Consider the function $$f(x)=x^2\exp(-x^8\sin^2 x)$$

as seen here.

Answer 4

I had the same desire expressed in dfeuer's comment.

From the answers to Integral of $\cos^{n}(x)$ on $[0,2\pi]$ for $n$ a positive integer and Stirling's approximation we get $$\int_0^{2\pi}\cos^{2n}x\,dx\sim\dfrac{2\sqrt\pi}{\sqrt n}.$$ Using this fact, we can show that $f(x) = x |\cos x|^{x^5}$ is an example. Note that $$\int_0^\infty f(x)\,dx=\sum\limits_{k=0}^\infty\int_{2\pi k}^{2 \pi(k+1)} x|\cos x|^{x^5}\, dx.$$ Because $t\mapsto t$ is increasing and $t\mapsto |\cos x|^t$ is decreasing for each $x$, we can bound each summand as follows:

$$\begin{align*} \int_{2\pi k}^{2 \pi(k+1)} x|\cos x|^{x^5}\, dx & \leq\int_{2\pi k}^{2\pi(k+1)} 2\pi(k+1)|\cos x|^{(2\pi k)^5}\,dx\\ & \leq 2\pi(k+1)\int_{2\pi k}^{2\pi(k+1)}|\cos x|^{2k^5}\,dx\\ &= 2\pi(k+1)\int_{0}^{2\pi}\cos^{2k^5} x\,dx\\ &\sim \dfrac{C}{k^{3/2}}, \end{align*}$$ where the last step follows from the afore mentioned result, and $C$ is a constant independent of $k$. Hence $\int_0^\infty f(x)\,dx<\infty$.

Answer 5

Building up on the idea of triangles presented by many users, I have found a simple enough function...

The idea is that the bases of the triangles, when taken as a series should diverge to $\infty$, while the individual terms converge to $0$. But the series of areas of triangles should converge to some finite quantity. One natural candidate for the bases of triangles is the sequence $1/n$.

Then $\sum 1/n > \infty$, and taking the heights to be $\sqrt{n}$ (with alternating signs of course), we get the areas to be $$\dfrac{1}{2},-\dfrac{1}{2\sqrt{2}},\dfrac{1}{2\sqrt{3}},-\dfrac{1}{2\sqrt{4}} \cdots$$ It is well known that the series $\sum (-1)^{n+1}\left(\dfrac{1}{\sqrt{n}}\right)$converges and so we are done. Image for reference

Answer 6

Let $f= \cases{ x^{-1/2} , & $[0,1)$ \\ x^{-2} , & $[1,\infty )$ }$, then $\int_0^\infty f(x)dx = 3$. Is that what you are looking for?
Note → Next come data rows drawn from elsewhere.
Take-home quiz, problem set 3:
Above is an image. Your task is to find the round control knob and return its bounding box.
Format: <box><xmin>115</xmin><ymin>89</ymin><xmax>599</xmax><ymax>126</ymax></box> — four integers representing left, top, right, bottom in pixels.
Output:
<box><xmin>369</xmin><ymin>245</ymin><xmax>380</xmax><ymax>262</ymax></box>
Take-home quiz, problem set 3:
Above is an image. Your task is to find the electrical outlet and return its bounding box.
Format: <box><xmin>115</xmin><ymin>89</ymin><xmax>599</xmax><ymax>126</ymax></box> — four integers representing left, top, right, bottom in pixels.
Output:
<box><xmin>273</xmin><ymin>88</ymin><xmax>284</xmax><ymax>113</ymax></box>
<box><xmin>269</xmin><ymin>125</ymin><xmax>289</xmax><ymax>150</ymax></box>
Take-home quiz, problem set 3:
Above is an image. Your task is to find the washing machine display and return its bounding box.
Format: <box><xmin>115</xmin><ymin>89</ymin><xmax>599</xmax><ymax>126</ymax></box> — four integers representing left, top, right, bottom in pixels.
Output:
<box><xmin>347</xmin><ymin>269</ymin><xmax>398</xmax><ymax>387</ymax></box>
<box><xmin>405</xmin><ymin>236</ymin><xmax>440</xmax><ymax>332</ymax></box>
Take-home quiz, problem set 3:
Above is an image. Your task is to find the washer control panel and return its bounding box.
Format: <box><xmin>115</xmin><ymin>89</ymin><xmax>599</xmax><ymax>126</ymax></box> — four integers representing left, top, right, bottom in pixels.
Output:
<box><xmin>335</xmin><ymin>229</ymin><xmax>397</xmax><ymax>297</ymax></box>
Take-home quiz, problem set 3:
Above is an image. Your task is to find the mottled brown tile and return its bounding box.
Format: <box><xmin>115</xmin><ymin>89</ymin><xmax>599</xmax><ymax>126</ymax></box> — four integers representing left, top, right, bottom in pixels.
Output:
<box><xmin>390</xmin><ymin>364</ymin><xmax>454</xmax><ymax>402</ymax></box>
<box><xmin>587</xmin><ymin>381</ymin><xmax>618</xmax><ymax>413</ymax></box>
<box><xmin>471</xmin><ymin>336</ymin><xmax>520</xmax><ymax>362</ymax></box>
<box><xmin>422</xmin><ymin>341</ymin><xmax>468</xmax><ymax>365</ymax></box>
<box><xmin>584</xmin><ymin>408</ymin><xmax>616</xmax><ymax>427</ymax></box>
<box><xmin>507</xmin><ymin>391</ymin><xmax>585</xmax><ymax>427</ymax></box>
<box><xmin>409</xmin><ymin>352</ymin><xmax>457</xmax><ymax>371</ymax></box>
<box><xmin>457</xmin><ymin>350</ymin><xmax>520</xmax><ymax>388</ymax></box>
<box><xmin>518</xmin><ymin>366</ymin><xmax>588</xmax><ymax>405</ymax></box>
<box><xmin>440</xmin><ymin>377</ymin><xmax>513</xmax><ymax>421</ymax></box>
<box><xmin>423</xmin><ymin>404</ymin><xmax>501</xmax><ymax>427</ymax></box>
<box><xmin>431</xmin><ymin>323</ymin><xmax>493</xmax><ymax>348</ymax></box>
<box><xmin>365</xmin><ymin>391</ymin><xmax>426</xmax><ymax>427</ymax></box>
EDIT: In the spirit of mixedmath: Let $Tr(x,h,w)=\max (1-|2x/w -1| , 0 )h$. Then let $h_i=i^{1/4}$ and $w_i=1/i^{2+1/4}$. Let $f=\sum_{i=1}^\infty Tr(x-i,h_i,w_i)$ such that \begin{equation} \int_0^\infty f(x) dx = \int_0^\infty\sum_{i=1}^\infty Tr(x-i,h_i,w_i) dx= 1/2\sum_{i=1}^\infty i^{-2}=\pi^2/12 \end{equation} with questionable convergence.